The Kelvin is a small knot similar to the four-in-hand, with an extra turn to make it symmetrical. The knot is tied “inside-out,” with the seam facing outward as it drapes around the collar. When finished, the thick end of the tie, the knot, and the shirt collar hide the seam from view.
The Kelvin knot is named for William Thompson, The Lord Kelvin, the nineteenth-century scientist best known for his work in thermodynamics. The knot is a more modern invention, and would never have been worn by the Lord Kelvin; it was named in honor of his contributions to early mathematical knot theory.
As a smaller knot, the Kelvin works well when you have little spare length to work with, and may need a thicker tie to bulk it up. Tied in a very light and narrow tie it can tighten down until it appears very small, making the wearer’s head appear unattractively large.
Use the Kelvin for a quick, casual necktie knot with a little more symmetry than the angular four-in-hand.
Formality: Business or social
Recommended Collars: Point collars, button-down collars
Kelvin Knot Step 1
Drape the necktie around your collar with the seam facing outward. The thick end should be on your left, and the thin end on your right.

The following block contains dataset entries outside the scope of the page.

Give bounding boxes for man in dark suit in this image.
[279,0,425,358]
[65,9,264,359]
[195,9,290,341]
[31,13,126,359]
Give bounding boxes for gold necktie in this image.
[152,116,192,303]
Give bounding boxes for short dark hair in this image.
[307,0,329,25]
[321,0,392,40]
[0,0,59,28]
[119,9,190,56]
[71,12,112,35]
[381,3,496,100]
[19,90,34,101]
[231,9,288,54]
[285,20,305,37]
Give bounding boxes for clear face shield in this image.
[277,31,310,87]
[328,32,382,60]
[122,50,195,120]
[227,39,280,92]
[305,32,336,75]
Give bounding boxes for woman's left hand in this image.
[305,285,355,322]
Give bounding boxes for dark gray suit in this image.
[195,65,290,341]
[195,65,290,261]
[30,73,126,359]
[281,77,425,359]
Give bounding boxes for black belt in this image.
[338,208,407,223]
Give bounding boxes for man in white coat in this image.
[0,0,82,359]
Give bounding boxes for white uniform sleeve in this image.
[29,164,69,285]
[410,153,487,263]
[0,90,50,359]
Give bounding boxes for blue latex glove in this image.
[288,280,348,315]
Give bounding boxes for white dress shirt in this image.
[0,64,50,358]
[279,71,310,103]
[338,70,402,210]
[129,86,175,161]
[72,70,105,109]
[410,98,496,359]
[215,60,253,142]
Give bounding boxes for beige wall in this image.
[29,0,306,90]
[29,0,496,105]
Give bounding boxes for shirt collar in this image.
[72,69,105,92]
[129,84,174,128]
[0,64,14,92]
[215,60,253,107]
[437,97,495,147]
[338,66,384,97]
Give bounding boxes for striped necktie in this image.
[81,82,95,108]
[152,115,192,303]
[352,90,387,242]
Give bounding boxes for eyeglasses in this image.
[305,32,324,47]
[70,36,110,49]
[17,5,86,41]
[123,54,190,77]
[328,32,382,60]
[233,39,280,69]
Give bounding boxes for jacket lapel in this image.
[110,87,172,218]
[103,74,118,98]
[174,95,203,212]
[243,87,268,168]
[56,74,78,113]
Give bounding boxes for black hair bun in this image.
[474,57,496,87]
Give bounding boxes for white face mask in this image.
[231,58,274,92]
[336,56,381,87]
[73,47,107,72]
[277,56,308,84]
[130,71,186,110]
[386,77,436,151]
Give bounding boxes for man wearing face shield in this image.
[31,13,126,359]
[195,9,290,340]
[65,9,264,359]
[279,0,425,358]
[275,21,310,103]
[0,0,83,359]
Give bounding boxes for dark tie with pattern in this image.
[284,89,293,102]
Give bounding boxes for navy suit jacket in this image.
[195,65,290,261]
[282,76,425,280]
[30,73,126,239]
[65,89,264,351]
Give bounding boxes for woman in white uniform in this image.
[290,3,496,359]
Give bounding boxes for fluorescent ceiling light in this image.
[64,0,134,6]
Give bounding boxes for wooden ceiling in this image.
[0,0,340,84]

The knot is tied with the thick end, so be sure that it hangs two to three inches further than the desired finishing position.
Kelvin Knot Step 2
Cross the thick end under the thin end from left to right, creating an X-shape under your chin.
Kelvin Knot Step 3
Bring the thick end back across the front of the knot from right to left. Continue wrapping it around the thin end and pass it back from left to right behind the knot.
You should finish this step with the thick end pointing to your right, seam facing outward.
Kelvin Knot Step 4
Continue wrapping to bring the thick end horizontally across the front of the knot from right to left once again. Slip a finger underneath the horizontal band this creates — you’ll be tucking the end of the necktie through it in another couple steps.
At this point you’ve made a full, 360-degree rotation around the thinner end with the thicker end.
The tip of the thick end should be pointed to your left, with the seam facing inward.
Kelvin Knot Step 5
Tuck the thick end upward underneath the loop around your collar. It should emerge with the tip pointed upward, seam facing outward.
Kelvin Knot Step 6
Bring the tip of the thick end down through the horizontal loop you created in Step 4 (but not the smaller one you created in Step 3).
At this point the tip of the thick end should be pointed straight down, seam facing inward, and the thick end should be lying atop the thin end.
Kelvin Knot Step 7
Pull the thick end all the way through the horizontal loop, snugging the knot down into place. Take a moment to adjust the horizontal loop, making sure that it is even and flat all the way across the front of the knot.
Kelvin Knot Step 8
Tighten the tie by grasping the knot with one hand and pulling gently on the narrow end with the other.
A finished Kelvin knot should be small, symmetrical, and relatively flat, with the seams of the tie completely hidden from view. This is an ideal knot for casual wear, and for men with smaller faces.